If you could change one thing in the musical world and it would become a reality, what would that be?
Valerie: If I could change one thing in the music industry, there would be more value placed on musicians that actually sing and play instruments as opposed to artists and music that are digitally enhanced.
Ben: If I could change one thing in the music world, the industry would give more attention to roots music. It seems that pop music always takes the main stage, and this is a shame because there is a lot of beauty in roots music that some audiences are missing out on.
What are the lines that connect the legacy of Blues with Ragtime, Gospel, Country, African & Caribbean music?
Valerie: I’m not sure about Country music, but the others all have their root in the African people that were forced to migrate to North, Central, and South America as well as the Caribbean beginning in the early 17thcentury.
Ben: With the exception of Country music, African rhythms tie all of these genres together.
Commonly you have used various improvised musical instruments. Would you tell a little bit about that?

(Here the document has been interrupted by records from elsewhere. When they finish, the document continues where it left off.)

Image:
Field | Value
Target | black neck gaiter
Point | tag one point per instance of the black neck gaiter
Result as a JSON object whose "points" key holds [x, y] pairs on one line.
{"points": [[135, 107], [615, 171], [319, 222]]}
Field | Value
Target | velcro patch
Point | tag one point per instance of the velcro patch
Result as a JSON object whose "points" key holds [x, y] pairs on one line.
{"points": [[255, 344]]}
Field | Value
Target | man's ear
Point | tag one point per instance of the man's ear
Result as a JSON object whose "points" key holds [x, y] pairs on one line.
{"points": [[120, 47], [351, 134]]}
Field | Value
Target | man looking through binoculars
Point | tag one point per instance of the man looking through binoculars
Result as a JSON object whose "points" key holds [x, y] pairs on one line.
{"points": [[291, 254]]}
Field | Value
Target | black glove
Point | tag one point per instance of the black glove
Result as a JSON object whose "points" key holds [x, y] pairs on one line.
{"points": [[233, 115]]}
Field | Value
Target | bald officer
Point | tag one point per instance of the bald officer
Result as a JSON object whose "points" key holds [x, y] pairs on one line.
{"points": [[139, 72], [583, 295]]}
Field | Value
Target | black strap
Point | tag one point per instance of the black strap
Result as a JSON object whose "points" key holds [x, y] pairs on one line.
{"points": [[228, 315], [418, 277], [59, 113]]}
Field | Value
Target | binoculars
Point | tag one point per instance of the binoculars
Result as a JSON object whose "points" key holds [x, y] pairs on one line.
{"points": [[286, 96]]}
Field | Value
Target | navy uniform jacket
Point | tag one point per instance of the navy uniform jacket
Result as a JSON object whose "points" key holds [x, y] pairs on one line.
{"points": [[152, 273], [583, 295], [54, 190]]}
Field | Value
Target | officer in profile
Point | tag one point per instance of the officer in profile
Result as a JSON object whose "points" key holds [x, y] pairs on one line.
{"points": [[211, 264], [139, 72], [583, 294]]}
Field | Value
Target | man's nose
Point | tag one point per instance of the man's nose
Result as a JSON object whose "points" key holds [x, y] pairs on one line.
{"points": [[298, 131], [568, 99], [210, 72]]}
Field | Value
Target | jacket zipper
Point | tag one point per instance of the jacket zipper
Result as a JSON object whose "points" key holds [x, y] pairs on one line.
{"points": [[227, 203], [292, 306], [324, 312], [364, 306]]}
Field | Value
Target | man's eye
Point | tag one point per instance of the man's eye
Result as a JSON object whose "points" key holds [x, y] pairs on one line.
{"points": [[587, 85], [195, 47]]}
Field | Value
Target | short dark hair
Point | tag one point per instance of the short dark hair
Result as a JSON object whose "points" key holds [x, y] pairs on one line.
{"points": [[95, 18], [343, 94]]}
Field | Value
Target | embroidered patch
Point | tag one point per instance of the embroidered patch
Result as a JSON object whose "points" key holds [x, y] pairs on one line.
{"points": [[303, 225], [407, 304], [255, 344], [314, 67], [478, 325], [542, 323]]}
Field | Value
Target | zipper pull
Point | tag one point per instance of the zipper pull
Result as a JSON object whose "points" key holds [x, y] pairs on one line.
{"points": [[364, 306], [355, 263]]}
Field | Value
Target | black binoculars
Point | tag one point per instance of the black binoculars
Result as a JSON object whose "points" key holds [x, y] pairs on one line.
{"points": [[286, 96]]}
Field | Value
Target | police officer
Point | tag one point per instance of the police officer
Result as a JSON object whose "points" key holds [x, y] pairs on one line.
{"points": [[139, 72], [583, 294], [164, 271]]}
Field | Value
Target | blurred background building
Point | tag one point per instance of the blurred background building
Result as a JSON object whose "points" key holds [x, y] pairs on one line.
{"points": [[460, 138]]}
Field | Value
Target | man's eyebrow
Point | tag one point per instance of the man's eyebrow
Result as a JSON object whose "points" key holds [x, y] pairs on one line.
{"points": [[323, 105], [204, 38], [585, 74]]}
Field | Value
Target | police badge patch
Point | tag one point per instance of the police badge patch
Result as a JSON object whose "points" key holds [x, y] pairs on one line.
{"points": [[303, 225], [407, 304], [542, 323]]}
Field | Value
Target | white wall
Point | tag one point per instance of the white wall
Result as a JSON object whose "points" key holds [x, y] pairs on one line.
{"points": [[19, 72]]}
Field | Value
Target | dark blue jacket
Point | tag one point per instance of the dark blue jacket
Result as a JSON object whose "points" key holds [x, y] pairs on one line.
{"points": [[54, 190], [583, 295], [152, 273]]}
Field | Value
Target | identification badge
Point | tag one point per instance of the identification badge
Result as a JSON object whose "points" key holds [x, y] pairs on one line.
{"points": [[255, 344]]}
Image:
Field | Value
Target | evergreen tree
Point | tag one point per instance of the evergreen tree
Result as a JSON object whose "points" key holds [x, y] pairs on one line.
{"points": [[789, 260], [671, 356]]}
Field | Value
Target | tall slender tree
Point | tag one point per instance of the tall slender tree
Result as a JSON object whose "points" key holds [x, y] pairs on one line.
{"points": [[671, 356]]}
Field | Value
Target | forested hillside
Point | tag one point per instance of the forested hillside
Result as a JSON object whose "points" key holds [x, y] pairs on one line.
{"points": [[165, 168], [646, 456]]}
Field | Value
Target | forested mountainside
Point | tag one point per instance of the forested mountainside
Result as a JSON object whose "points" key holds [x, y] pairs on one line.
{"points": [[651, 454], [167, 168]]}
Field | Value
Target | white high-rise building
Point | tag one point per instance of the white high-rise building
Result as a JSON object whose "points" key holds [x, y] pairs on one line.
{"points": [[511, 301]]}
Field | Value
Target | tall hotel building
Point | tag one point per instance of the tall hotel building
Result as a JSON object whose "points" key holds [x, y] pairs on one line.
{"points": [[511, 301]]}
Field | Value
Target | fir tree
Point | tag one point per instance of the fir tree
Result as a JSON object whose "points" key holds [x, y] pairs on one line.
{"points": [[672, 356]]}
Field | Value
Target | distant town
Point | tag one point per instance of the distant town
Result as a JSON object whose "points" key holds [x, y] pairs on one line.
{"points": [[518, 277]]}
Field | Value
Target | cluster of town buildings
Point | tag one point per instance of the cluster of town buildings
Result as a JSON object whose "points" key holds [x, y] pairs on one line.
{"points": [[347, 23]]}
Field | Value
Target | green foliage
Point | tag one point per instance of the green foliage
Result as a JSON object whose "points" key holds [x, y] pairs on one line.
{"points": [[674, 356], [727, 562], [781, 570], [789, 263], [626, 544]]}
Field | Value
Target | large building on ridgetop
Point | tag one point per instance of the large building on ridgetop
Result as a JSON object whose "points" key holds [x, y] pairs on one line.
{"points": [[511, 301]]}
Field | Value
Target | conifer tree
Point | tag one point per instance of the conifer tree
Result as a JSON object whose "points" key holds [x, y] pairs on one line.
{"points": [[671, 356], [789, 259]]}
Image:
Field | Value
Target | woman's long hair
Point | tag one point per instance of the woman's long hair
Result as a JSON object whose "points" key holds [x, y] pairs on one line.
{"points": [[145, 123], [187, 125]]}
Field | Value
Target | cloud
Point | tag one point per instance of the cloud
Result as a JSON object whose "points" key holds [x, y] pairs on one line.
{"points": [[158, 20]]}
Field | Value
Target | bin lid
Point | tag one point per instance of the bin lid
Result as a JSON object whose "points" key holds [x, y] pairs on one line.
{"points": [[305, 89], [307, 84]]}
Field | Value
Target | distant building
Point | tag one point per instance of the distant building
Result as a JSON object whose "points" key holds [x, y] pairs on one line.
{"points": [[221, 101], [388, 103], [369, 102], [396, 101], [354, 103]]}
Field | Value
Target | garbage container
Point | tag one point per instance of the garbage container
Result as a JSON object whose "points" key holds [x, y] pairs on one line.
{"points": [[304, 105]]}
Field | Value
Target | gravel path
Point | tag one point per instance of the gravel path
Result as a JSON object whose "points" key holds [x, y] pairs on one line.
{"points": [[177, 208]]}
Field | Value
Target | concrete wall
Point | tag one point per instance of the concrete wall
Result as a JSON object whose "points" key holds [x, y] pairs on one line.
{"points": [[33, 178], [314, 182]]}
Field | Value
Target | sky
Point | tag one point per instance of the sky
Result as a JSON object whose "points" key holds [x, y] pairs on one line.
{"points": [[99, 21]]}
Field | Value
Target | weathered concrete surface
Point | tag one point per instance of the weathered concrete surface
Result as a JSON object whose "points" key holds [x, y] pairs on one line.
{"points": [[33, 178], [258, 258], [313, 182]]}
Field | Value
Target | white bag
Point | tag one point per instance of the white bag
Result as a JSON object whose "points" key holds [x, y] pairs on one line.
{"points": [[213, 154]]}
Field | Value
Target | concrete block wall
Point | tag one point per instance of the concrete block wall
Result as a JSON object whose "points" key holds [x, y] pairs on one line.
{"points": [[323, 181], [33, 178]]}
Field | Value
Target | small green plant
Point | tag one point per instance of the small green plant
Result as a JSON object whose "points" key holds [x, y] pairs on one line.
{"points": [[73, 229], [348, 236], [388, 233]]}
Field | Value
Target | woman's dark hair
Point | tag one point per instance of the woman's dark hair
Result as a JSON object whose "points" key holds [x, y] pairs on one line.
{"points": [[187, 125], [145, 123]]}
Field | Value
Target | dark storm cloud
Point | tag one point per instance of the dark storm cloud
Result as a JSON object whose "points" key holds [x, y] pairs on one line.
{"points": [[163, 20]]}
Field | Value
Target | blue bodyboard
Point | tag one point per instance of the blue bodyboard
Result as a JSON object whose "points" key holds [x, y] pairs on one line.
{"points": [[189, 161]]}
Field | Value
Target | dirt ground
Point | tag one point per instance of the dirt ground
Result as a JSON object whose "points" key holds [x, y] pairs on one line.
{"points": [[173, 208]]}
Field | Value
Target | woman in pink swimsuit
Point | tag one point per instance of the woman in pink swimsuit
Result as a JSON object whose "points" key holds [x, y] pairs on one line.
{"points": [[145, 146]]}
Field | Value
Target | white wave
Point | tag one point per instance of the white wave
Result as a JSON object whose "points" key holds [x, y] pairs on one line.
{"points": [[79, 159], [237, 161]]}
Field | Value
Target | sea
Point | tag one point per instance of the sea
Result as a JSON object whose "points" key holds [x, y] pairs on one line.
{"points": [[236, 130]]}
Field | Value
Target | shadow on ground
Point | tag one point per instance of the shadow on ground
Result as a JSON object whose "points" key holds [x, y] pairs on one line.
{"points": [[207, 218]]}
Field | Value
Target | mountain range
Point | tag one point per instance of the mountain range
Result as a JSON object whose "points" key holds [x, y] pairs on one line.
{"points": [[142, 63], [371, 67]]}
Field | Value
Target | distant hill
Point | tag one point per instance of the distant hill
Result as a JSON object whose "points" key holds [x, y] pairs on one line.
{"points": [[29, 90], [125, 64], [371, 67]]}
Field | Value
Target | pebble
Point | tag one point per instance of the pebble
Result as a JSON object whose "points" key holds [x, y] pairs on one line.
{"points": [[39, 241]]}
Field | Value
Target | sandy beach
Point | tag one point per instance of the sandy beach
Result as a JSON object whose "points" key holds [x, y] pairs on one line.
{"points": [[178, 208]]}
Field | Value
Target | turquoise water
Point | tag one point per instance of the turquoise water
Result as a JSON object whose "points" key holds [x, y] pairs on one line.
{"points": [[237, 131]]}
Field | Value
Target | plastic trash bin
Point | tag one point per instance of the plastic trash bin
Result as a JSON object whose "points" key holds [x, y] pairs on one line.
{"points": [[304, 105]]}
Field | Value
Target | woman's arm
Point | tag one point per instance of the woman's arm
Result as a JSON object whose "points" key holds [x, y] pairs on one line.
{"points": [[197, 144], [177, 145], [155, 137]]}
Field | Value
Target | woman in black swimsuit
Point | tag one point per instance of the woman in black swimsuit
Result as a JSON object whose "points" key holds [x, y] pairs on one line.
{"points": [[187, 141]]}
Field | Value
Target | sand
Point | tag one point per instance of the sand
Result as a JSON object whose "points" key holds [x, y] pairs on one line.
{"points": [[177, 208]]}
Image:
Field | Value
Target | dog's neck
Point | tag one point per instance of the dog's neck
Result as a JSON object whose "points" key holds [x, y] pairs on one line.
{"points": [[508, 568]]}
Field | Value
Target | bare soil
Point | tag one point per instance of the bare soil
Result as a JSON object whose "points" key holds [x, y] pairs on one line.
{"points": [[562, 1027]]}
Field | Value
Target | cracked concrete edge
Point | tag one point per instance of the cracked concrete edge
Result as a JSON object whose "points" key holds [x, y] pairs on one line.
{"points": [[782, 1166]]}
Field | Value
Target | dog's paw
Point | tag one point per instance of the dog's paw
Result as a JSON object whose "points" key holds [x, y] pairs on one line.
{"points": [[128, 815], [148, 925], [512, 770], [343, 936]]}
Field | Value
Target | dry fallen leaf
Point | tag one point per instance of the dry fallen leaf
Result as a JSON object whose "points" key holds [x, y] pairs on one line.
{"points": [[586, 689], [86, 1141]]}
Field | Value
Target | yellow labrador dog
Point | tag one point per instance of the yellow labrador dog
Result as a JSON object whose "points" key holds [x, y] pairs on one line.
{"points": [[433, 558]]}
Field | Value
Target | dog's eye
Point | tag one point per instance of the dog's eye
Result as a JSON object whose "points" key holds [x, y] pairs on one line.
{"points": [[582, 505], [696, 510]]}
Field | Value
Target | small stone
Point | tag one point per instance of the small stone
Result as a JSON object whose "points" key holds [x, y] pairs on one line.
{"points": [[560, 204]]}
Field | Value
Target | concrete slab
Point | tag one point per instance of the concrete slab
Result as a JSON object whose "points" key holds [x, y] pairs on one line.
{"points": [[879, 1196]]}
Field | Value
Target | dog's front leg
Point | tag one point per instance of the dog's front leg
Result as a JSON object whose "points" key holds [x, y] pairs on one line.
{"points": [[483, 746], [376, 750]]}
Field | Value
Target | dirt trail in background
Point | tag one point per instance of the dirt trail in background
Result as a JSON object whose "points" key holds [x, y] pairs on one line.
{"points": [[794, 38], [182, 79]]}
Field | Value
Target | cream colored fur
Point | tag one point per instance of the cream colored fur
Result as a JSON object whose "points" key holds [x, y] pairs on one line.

Ben: African Americans didn’t always have money for expensive store-bought instruments and, being ingenious, found ways to make music by using common household items like spoons, washtubs, bones, jugs, and washboards. I’m just doing my part to continue this tradition.
“I miss the casual, comfortable ease with which people used to get together to play and enjoy homemade music. People have so many entertainment options these days that playing music together is no longer the norm.”
What does to be a female artist in a “Man’s World” as James Brown says? What is the status of women in Blues?
Valerie: Years ago, I saw Gaye Adegbalola perform with her all-woman blues group, Saffire. It was both a revelation and an inspiration. I’ve heard that blues guitar is a “man’s world” but, these days, I really try not to look at it that way.
What is the impact of Blues Roots music and culture to the racial, political and socio-cultural implications?
Valerie: Blues roots music is a communications tool that helps unite people of all nationalities, religions, and races by telling the stories of early 20thcentury African Americans.
Ben: Music always brings people together, and I think roots music does this best.
Let’s take a trip with a time machine; where and why would you really want to go for a whole day?
Valerie: If I could go back in time for a day, I’d probably want to visit Mississippi John Hurt, sit with him, talk, and play a bit of music together. I recently visited his home and gravesite in the Mississippi Delta. His home has been turned into a lovely museum.
Ben: If I could take a trip with a time machine, I guess I’d want to visit Washboard Sam in Arkansas because he was an early blues washboard pioneer.